The challenge, the conversation, the big issue, the dream, and the elephant in the room that should disturb the people of the former Western Province-the Counties of Kakamega, Bungoma, Busia, Vihiga and neighboring Trans Nzoia-the Luhya nation and the Iteeso and Sabaot nations that are indigenous to the former Western Province, which is their homeland and is how to reinvent, reimagine, reboot, reinvigorate, renew, recreate, re-engineer, revamp that homeland so that it attains sustainable prosperity, wealth, happiness for a majority of its people.
Yes, the Western of today is markedly different from the Western of 1963, 1970s, 1980s, 1990s and 2000s. It has more children in school, in tertiary colleges, in universities. It has more health facilities, more healthcare givers, it has more and better roads, it has more electricity connections, water connections, better telecommunications connectivity,better homes, among other concrete progressive milestones.

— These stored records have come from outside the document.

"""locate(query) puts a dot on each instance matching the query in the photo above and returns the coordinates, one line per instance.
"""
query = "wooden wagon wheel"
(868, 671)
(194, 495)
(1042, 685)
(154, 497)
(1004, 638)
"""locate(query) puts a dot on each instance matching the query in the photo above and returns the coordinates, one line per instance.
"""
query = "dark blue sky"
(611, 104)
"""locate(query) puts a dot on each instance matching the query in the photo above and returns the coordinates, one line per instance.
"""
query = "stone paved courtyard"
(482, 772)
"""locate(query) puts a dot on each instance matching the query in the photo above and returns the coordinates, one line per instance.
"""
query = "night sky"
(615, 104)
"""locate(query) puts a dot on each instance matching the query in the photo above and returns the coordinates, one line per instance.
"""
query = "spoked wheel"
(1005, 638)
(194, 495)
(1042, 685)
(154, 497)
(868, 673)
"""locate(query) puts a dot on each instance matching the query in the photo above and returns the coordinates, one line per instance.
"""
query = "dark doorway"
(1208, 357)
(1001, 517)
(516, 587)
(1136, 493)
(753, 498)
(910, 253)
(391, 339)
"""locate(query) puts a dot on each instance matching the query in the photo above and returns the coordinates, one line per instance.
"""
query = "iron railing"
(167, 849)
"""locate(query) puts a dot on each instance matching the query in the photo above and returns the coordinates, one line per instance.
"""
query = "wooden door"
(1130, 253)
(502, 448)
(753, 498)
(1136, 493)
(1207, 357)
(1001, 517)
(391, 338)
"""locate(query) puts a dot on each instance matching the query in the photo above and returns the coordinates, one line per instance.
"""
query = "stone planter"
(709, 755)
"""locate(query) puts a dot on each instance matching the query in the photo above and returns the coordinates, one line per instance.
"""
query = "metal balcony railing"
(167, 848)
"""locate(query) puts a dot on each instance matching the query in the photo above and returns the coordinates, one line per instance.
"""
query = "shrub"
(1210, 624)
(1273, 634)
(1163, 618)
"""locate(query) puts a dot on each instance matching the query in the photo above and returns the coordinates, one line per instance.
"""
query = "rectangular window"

But the Western region of the past decade, the years 2010 to 2020 is equally a Western region with more youths who are unemployed, under redeployed than it ever has had in its history since independence. It’s a region with high dropout rates from primary to secondary schools and a region where diseases like malaria still claim more lives than it ought to and a region where people continue to die from other preventable diseases like typhoid, pneumonia, T.B. HIV/Aids. Moreover, it’s a place where many children and adults, are wrecked with malnutrition, hunger and starvation, where jiggers afflict many who suffer in silence and shame. There is also unacceptable and degrading poverty and a region whose environment is being degraded at an alarming rate.
A key measure of how far we are making the homeland a land of opportunity, a land of hope, a land of prosperity is whether the homeland is an attractive, irresistible destination of its educated, skilled sons and daughters hungering to return and work and invest in their homeland. Yes, if Western remains a net exporter of its best-educated sons and daughters to Nairobi, Mombasa and other parts of Kenya and beyond then know that it is yet to achieve the desired standards of a land of opportunity and hope. If every young man and woman aspires to leave their homeland to prosper then make no mistake we have yet to make the homeland attractive and a centre for prosperity.
The challenge is how do we reinvent, recreate the homeland to be a desired destination for international visitors, akin to the way African migrants have set their sights on European and Middle East nations, and the USA and Canada, due to the untapped opportunities they envision. As the County governments grapple with the realization of their constitutional mandates, functions, they must seek to answer the question how do we reinvent the region. How do we make Western Kenya a land that attracts, brims with hope, opportunity and a magnet for business, settlement, an oasis where its children crave to work and live in and flourish, thrive, prosper and savour happiness, fulfilment without migrating yonder to realize their dreams.
It is incumbent upon every son and daughter of the region to ask the question, “Will I leave my homeland better than my father and mother did?” It is a dereliction for a generation, through acts of commission or omission to leave the family, County, homeland or country worse off than they found them. The time is now to call upon every generation to account for its contribution to its family, its homeland, its country without giving excuses. The call to action is that we must re-invent our homeland, Western Kenya. Nobody who comes from other regions is responsible for our destiny, we are totally responsible.